### Find similar images in a corpus

In [13]:
from PIL import Image
import pandas as pd
import imagehash
import itertools
import os
import shutil
import concurrent
import tqdm
import json
from io import BytesIO

### Test imagehash library with some image samples

In [None]:
df = pd.DataFrame(columns=['image','ahash','phash','dhash','whash','colorhash'])

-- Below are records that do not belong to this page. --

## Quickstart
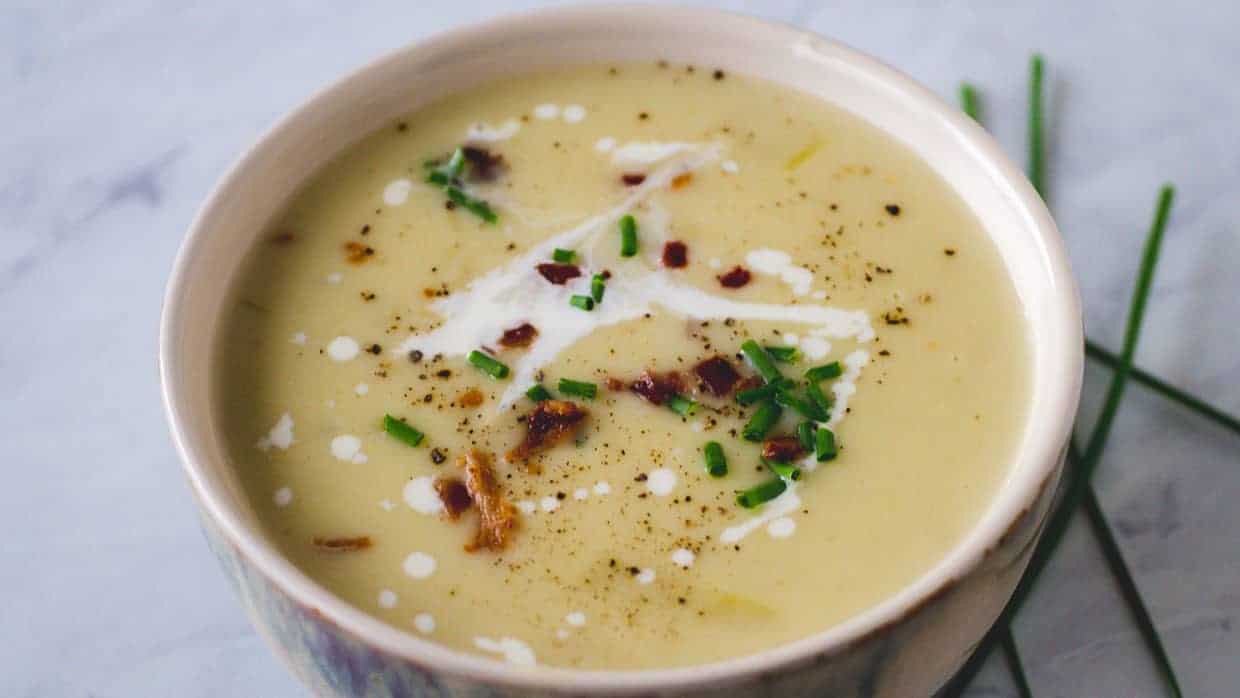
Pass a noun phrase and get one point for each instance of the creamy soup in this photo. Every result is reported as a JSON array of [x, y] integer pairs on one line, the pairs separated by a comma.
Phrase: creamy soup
[[623, 367]]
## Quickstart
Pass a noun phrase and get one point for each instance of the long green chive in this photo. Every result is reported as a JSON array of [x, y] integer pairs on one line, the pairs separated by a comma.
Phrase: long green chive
[[761, 422], [487, 365], [682, 406], [578, 388], [628, 236], [402, 430], [784, 470], [825, 372], [825, 444], [716, 464], [758, 495], [760, 361], [538, 393], [598, 287], [784, 355]]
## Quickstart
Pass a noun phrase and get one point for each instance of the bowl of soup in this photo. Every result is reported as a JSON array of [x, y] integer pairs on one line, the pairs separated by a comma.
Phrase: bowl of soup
[[623, 351]]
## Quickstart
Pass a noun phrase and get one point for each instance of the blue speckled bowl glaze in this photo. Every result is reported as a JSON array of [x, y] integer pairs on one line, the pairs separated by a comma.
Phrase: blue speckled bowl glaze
[[905, 646]]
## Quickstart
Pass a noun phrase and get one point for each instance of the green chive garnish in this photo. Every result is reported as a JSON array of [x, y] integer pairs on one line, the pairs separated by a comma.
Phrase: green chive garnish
[[761, 422], [761, 494], [628, 236], [760, 361], [538, 393], [402, 430], [825, 372], [784, 470], [716, 464], [578, 388], [598, 285], [487, 365], [825, 444], [784, 355], [682, 406]]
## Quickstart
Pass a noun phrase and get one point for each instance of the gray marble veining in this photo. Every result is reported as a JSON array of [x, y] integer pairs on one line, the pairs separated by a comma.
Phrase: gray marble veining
[[119, 115]]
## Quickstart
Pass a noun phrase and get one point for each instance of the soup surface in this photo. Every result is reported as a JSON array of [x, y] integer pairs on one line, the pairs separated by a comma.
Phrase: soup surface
[[587, 531]]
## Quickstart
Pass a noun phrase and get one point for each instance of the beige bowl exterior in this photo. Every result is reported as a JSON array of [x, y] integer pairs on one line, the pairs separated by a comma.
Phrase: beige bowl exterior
[[909, 645]]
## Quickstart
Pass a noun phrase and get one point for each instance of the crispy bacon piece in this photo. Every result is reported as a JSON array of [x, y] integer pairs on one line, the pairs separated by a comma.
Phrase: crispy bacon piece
[[735, 278], [520, 336], [676, 254], [781, 449], [657, 388], [454, 496], [558, 274], [344, 544], [496, 516], [549, 423], [717, 375]]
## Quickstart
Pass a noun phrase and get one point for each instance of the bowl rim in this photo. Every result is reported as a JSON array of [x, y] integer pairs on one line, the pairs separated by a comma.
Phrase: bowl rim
[[959, 562]]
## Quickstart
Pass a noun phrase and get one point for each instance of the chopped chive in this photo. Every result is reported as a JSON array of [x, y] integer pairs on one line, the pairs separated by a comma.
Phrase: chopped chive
[[716, 464], [825, 372], [784, 470], [825, 444], [487, 365], [538, 393], [784, 355], [628, 236], [761, 494], [805, 434], [402, 430], [806, 408], [598, 285], [760, 361], [578, 388], [761, 422], [682, 406]]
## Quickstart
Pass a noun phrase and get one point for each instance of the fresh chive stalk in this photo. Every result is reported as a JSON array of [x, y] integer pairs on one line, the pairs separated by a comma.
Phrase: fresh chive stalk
[[538, 393], [487, 365], [716, 463], [578, 388], [761, 422], [760, 361], [628, 236], [758, 495], [402, 430]]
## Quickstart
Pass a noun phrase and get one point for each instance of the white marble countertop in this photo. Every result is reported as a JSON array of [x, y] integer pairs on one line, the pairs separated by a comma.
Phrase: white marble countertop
[[117, 118]]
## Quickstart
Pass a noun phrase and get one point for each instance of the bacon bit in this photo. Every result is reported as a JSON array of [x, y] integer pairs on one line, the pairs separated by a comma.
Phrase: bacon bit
[[549, 423], [484, 165], [676, 254], [520, 336], [497, 517], [717, 375], [471, 397], [558, 274], [735, 278], [454, 496], [781, 449], [344, 544], [657, 388], [357, 253]]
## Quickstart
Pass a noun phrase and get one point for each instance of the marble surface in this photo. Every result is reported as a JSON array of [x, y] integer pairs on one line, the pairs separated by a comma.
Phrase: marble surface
[[119, 115]]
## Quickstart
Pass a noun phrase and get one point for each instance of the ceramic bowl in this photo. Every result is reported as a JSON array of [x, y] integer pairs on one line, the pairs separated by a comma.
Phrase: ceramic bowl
[[904, 646]]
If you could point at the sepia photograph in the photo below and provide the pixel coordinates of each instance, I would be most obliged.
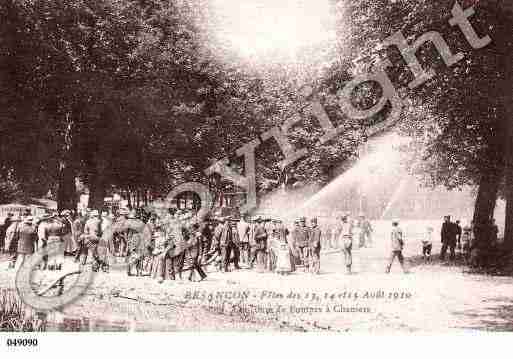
(255, 166)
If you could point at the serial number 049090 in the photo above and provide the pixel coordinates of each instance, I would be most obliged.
(19, 342)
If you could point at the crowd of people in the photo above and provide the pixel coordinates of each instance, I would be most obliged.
(165, 246)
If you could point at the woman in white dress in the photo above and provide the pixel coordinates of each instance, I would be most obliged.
(281, 253)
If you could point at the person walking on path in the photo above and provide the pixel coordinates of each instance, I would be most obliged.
(314, 247)
(397, 244)
(27, 241)
(448, 236)
(346, 240)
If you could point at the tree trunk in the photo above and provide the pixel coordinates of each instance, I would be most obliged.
(483, 213)
(66, 192)
(98, 185)
(508, 223)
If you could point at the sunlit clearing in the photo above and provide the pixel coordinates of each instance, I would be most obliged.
(272, 28)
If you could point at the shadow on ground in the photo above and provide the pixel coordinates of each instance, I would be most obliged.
(496, 316)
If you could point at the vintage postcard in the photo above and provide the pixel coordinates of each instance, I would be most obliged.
(290, 166)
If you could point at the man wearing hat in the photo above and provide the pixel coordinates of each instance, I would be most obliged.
(314, 247)
(259, 245)
(228, 246)
(346, 239)
(3, 230)
(90, 239)
(12, 239)
(27, 240)
(300, 239)
(243, 229)
(53, 231)
(397, 245)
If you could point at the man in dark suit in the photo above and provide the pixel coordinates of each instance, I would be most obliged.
(448, 236)
(3, 230)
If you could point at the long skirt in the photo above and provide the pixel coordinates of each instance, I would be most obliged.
(283, 260)
(159, 267)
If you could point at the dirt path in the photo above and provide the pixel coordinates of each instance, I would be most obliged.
(434, 297)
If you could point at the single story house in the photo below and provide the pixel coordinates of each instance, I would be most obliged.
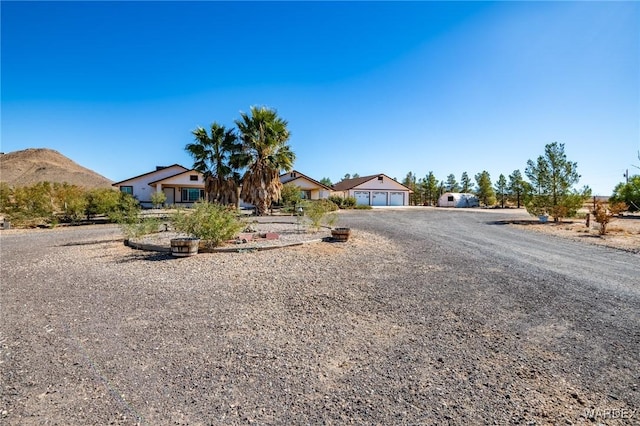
(180, 185)
(458, 199)
(374, 190)
(310, 188)
(183, 187)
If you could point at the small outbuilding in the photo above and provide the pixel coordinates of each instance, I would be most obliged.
(458, 199)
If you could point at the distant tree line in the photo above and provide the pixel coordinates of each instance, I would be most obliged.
(549, 187)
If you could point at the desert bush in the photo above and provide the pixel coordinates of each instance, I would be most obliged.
(212, 223)
(603, 214)
(343, 202)
(290, 195)
(319, 212)
(108, 202)
(158, 199)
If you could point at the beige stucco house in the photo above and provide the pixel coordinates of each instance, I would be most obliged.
(374, 190)
(310, 188)
(180, 185)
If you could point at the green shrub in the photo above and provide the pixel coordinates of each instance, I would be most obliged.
(290, 195)
(212, 223)
(143, 226)
(106, 201)
(317, 212)
(158, 199)
(343, 202)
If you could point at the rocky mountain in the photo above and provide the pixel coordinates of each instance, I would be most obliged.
(33, 165)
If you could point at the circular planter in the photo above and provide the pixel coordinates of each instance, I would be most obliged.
(340, 234)
(184, 247)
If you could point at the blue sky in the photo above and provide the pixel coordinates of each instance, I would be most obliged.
(367, 87)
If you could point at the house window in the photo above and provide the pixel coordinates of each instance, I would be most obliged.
(305, 195)
(190, 195)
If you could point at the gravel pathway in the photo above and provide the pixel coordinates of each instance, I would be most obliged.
(406, 323)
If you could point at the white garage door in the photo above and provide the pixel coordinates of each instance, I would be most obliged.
(396, 198)
(362, 197)
(379, 198)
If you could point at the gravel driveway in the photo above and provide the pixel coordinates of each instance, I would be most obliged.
(425, 316)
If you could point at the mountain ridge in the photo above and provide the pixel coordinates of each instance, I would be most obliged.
(32, 165)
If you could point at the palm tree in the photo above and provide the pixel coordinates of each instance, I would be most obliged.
(265, 154)
(214, 156)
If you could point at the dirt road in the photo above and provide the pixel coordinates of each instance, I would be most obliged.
(423, 317)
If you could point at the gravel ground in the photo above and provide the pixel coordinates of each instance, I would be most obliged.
(422, 317)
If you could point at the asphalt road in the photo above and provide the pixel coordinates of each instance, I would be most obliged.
(458, 319)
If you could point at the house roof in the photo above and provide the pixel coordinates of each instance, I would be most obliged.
(347, 184)
(174, 175)
(301, 175)
(149, 173)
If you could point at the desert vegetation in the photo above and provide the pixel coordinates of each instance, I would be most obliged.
(47, 204)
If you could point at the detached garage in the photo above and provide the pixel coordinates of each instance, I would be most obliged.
(374, 190)
(458, 199)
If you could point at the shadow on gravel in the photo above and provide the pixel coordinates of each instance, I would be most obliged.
(90, 243)
(526, 222)
(149, 257)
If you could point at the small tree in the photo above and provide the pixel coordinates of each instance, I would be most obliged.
(485, 190)
(431, 189)
(212, 223)
(290, 195)
(451, 185)
(603, 214)
(318, 212)
(517, 187)
(465, 183)
(552, 177)
(501, 189)
(326, 181)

for img in os.listdir(IMAGES_FOLDER):
    file = Image.open(os.path.join(IMAGES_FOLDER, img))

    data = {
        'image': img,
        'ahash': imagehash.average_hash(file),
        'phash': imagehash.phash(file),
        'dhash': imagehash.dhash(file),
        'whash': imagehash.whash(file),
        'colorhash': imagehash.colorhash(file),   
    }
    
    df = df.append(data, ignore_index=True)

In [13]:
df

Unnamed: 0,image,ahash,phash,dhash,whash,colorhash
0,blurry.PNG,00ff19bd81a1ffff,af4ad42751510f5d,a5256951554f0b36,00d711698181ffff,06200000180
1,high.png,00ff99bd81a1ffff,bf0ad42751510f5d,e5256971556f0b16,00d791a98181efff,03200000180
2,medium.jpg,00ff99bd81a1ffff,bf0ad42751510f5d,e5256951556f0b16,00d791a98181efff,03200000180
3,other.PNG,00ffff9d990100d9,fbd0453b5c1d1345,a4a5313171597333,00ffff9db90100d9,0b2010000c0
4,small.jpg,00ff99bd81a1ffff,ff0ad42751110f5d,a5256971556f0b16,00d791a98181efff,03200000180


Ahash (average hash) seems to give the best results accross different kinds of images

### Try average hash on real corpus

In [80]:
prefix = '/home/tyra/Documents/CERES/PMA'
userpaths = [os.path.join(prefix, path) for path in ['images_TDG', 'images_PMA', 'images_MPT']]
output_path = r'/home/tyra/Documents/CERES/PMA/multi_corpus/'

Some images were collected by mistake and these images are referenced in a useless.json, these images will be taken out of the current analysis

In [None]:
with open(os.path.join('/home/tyra/Documents/CERES/PMA', 'useless.json'), 'r') as f:
    useless = json.load(f)

In [79]:
def is_image(filename):
        f = filename.lower()
        return (f.endswith(".png") or f.endswith(".jpg") or \
            f.endswith(".jpeg") or f.endswith(".bmp") or \
            f.endswith(".gif") or '.jpg' in f or  f.endswith(".svg")) and f.split('.')[0] not in useless
    
image_filenames = []

for userpath in userpaths:
    image_filenames += [os.path.join(userpath, path) for path in os.listdir(userpath) if is_image(path)]
len(image_filenames)

32039

Compute all hashs with specified precision

In [70]:
def hasher(path, dic, precision, bar):
    img = Image.open(path)
    hash_ = imagehash.average_hash(img, precision)
    if str(hash_) not in dic:
        dic[str(hash_)] = []
    dic[str(hash_)].append(path)
    bar.update(1)

In [73]:
ahash_to_paths = {}
precision = 7
with tqdm.tqdm(total=len(image_filenames)) as pbar:
    with concurrent.futures.ThreadPoolExecutor() as executor:
        [executor.submit(hasher, path, ahash_to_paths, precision, pbar) for path in image_filenames]     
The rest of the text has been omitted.